Die Voraussetzungen für ein auf § 66 Abs 2 AVG gestütztes Vorgehen der Berufungsbehörde liegen dann vor, wenn der für die Erledigung der Sache maßgebende Sachverhalt nur in Form von Rede und Gegenrede aller an der Sache beteiligten Personen und aller sonst für seine Ermittlung in Betracht kommenden Personen festgestellt werden kann und diese Personen daher gleichzeitig am selben Ort zu einer mündlichen Verhandlung versammelt werden müssen
GZ 2009/07/0063, 17.06.2010
VwGH: Nach der Rsp des VwGH hat die Berufungsbehörde zunächst in rechtlicher Gebundenheit zu beurteilen, ob angesichts der Ergänzungsbedürftigkeit des ihr vorliegenden Sachverhaltes die Durchführung einer mündlichen Verhandlung als "unvermeidlich erscheint". Die Voraussetzungen für ein auf § 66 Abs 2 AVG gestütztes Vorgehen der Berufungsbehörde liegen dann vor, wenn der für die Erledigung der Sache maßgebende Sachverhalt nur in Form von Rede und Gegenrede aller an der Sache beteiligten Personen und aller sonst für seine Ermittlung in Betracht kommenden Personen festgestellt werden kann und diese Personen daher gleichzeitig am selben Ort zu einer mündlichen Verhandlung versammelt werden müssen.

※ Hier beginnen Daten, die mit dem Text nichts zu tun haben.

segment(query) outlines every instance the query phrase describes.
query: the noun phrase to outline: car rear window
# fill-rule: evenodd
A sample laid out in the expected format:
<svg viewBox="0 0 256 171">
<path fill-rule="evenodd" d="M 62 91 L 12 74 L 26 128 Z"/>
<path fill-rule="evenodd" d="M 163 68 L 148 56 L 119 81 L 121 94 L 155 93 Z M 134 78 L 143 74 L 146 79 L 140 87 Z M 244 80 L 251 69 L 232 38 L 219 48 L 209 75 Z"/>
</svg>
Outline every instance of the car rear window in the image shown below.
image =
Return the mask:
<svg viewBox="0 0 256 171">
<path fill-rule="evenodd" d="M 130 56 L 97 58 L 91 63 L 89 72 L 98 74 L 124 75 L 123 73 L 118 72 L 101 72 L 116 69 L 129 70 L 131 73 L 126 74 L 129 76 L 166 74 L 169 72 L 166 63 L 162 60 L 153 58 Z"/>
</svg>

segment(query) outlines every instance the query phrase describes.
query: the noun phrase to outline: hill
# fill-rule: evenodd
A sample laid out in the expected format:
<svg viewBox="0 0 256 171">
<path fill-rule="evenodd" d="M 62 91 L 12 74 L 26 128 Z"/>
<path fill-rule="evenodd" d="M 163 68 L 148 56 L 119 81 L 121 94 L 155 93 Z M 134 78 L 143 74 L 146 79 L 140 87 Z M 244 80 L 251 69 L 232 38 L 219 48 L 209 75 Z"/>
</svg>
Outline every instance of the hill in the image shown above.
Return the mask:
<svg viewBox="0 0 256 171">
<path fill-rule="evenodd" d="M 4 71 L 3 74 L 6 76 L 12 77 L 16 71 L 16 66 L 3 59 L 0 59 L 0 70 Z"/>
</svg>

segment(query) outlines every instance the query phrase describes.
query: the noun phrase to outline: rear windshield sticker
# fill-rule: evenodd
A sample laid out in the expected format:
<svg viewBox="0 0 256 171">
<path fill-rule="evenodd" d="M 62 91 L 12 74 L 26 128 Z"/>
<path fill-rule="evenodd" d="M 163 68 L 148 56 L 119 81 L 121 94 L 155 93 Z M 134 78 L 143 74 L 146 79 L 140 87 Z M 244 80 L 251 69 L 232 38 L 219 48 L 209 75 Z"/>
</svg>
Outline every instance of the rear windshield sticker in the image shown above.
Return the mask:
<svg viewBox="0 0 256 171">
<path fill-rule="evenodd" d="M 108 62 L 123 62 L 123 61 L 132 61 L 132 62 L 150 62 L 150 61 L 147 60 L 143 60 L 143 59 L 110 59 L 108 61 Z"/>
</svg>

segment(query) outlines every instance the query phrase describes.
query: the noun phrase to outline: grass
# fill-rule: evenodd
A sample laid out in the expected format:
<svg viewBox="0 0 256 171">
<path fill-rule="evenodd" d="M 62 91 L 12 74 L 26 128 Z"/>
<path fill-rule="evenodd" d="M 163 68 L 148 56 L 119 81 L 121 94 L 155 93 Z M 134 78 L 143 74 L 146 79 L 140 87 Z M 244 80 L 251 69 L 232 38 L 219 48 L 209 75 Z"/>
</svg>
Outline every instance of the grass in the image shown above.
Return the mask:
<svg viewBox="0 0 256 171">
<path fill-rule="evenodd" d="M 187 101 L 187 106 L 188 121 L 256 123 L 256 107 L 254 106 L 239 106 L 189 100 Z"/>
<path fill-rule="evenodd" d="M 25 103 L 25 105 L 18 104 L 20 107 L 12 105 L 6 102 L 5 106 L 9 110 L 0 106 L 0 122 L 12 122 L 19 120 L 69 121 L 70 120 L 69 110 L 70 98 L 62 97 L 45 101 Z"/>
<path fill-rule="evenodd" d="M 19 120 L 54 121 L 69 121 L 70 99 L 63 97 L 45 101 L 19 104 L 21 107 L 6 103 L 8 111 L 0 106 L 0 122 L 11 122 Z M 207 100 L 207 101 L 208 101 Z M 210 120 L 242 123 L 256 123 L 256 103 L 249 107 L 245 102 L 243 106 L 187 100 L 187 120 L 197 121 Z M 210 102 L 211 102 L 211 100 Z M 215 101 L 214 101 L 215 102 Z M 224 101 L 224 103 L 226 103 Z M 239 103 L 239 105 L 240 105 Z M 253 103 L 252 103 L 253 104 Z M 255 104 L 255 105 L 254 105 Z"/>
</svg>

Beschwerdefallbezogen entstand mit den auf gleicher fachlicher Ebene vorgebrachten Hinweisen und Einwänden des Bf eine Ergänzungsbedürftigkeit des von der belangten Behörde im Berufungsverfahren eingeholten Gutachtens des Amtssachverständigen. Die belangte Behörde hätte daher jedenfalls ihren Amtssachverständigen neuerlich mit den in der Stellungnahme vom 2. Oktober 2008 vorgetragenen Einwänden befassen müssen.
Die Notwendigkeit von Verfahrensergänzungen durch nochmalige Befassung des Amtssachverständigen ist nämlich allein kein Grund, aus dem die neuerliche Durchführung einer mündlichen Verhandlung unvermeidlich erscheint.
Angesichts dieser noch ausstehenden neuerlichen Befassung ihres Amtssachverständigen konnte die belangte Behörde eine Beurteilung der Frage, ob die Voraussetzungen für ein Vorgehen nach § 66 Abs 2 AVG vorliegen, noch gar nicht vornehmen.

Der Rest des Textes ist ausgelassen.